Here are some interesting facts about the Dust Bowl:

•In 1932, there were 14 dust storms recorded on the Plains (an area that included the panhandle of Oklahoma and Texas, southwest Kansas, southeastern Colorado, and Nebraska). In 1933, there were 38 dust storms.

•By 1934, because of years of repeated dust storms, approximately 100 million acres of farmland no longer had enough topsoil to grow crops.

•In April 1935, an Associated Press reporter used the term “dust bowl” to describe the conditions, and the term soon became popular.

•Nebraska – in the heart of “Dust Bowl” country – typically averaged 20 inches of rain per year. In 1934, only 14.5 inches fell, which caused corn yield crops to drop by 75%.

•Poor farming practices contributed to the Dust Bowl of the Great Depression. These included: over planting crops and overgrazing, as well as massive plowing under of natural grasses and replacing them with crops that weren’t drought resistant.
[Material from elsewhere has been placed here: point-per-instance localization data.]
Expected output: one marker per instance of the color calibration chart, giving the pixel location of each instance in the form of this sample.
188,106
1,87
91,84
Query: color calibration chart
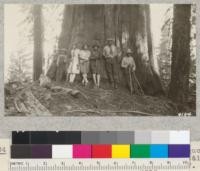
101,151
77,144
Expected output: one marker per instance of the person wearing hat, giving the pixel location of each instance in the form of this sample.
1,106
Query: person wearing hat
61,64
74,67
128,65
84,63
110,53
95,65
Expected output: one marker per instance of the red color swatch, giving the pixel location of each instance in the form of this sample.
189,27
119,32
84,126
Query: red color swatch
101,151
81,151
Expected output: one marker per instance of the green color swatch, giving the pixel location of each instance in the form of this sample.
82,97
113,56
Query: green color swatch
140,151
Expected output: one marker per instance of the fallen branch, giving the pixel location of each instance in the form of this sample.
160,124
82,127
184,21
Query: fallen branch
26,102
109,111
61,90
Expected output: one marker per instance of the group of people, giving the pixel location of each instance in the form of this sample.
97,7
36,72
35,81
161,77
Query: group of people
83,60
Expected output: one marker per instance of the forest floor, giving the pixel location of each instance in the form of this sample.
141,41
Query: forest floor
86,101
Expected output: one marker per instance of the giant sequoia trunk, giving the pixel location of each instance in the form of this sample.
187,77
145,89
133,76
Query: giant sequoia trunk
38,42
129,25
179,85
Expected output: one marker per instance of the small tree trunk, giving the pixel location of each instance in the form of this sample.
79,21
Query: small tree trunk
179,85
38,42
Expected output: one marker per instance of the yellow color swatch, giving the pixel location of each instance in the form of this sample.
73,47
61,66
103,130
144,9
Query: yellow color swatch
121,151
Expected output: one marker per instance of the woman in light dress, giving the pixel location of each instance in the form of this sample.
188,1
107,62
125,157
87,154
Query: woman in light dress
74,67
84,63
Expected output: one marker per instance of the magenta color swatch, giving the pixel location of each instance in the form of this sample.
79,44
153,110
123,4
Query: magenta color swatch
82,151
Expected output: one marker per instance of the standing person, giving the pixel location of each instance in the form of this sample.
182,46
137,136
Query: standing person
51,72
128,65
110,53
84,63
74,67
61,65
95,65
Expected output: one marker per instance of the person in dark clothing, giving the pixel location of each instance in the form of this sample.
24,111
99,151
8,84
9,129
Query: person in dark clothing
110,53
61,65
95,65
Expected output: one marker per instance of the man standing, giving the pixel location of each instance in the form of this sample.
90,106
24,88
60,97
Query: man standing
110,53
129,67
74,66
95,65
61,65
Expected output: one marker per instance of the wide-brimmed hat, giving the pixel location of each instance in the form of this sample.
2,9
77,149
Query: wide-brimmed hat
129,51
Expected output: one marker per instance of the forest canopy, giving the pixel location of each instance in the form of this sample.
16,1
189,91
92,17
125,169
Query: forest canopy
165,64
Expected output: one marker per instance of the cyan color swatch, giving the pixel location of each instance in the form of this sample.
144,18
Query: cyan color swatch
159,151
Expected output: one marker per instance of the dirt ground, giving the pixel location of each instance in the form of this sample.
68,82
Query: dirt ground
91,101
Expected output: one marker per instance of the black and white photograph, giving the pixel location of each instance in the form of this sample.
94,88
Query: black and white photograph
100,59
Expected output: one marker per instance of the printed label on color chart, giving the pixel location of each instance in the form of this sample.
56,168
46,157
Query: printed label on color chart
5,155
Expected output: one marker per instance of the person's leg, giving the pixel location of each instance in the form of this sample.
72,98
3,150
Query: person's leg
72,78
109,71
94,79
85,79
115,72
98,80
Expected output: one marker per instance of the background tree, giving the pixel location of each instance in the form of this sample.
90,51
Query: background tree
129,25
38,42
180,69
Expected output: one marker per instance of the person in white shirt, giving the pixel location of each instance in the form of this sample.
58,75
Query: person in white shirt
128,65
110,53
84,63
74,67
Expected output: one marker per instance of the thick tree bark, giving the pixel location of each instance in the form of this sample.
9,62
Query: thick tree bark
38,42
179,85
141,41
129,25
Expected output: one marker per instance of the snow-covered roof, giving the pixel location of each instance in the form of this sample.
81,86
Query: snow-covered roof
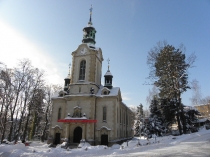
108,73
113,92
57,126
68,117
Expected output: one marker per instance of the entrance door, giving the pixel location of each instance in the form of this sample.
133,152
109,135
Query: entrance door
104,140
57,138
77,134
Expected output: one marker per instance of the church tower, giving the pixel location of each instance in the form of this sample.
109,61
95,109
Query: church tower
108,78
86,63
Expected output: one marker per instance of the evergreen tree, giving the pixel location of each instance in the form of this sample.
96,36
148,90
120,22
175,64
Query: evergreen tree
169,72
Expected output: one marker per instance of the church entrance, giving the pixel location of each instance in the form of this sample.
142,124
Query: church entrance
77,134
104,140
57,138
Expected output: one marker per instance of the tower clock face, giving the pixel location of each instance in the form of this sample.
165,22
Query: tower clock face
83,51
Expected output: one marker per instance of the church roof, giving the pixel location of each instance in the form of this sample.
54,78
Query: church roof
108,73
113,92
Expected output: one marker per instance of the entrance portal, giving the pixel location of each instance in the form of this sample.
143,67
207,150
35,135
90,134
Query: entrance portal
57,138
77,134
104,140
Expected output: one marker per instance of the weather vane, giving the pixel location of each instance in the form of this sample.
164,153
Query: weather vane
91,8
69,68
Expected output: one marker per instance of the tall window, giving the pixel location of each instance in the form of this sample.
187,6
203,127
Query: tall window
82,70
104,113
59,113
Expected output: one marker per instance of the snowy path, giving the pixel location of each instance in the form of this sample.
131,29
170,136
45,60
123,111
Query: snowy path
190,145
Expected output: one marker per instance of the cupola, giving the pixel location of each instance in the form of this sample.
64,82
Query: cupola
108,78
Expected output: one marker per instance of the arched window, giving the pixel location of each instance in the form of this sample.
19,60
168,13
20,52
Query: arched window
104,114
82,70
59,113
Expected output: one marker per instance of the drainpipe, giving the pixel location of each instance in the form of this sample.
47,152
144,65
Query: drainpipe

•An estimated 2 million people became “hobos” – people who would illegally hop on trains to get to jobs they’d heard about that were hundreds or thousands of miles away from their Dust Bowl farmland.z

 

•In one year alone during the Great Depression, an estimated 6,500 people were killed as they tried to hop on moving freight trains (either by accident or by guards who were hired by the railroad to prevent people from jumping on trains).

•The New Deal programs initiated during the Great Depression included five major farm laws (AAA, CCC, FSA, SCS, and REA) that were designed to get farmers back on their feet. Many of these programs still exist today.

•During the worst of the Dust Bowl days, students were sometimes sent home to prevent “dust pneumonia.” Other times, they were kept at school overnight, because it was too dangerous to walk home in such harsh conditions and low visibility.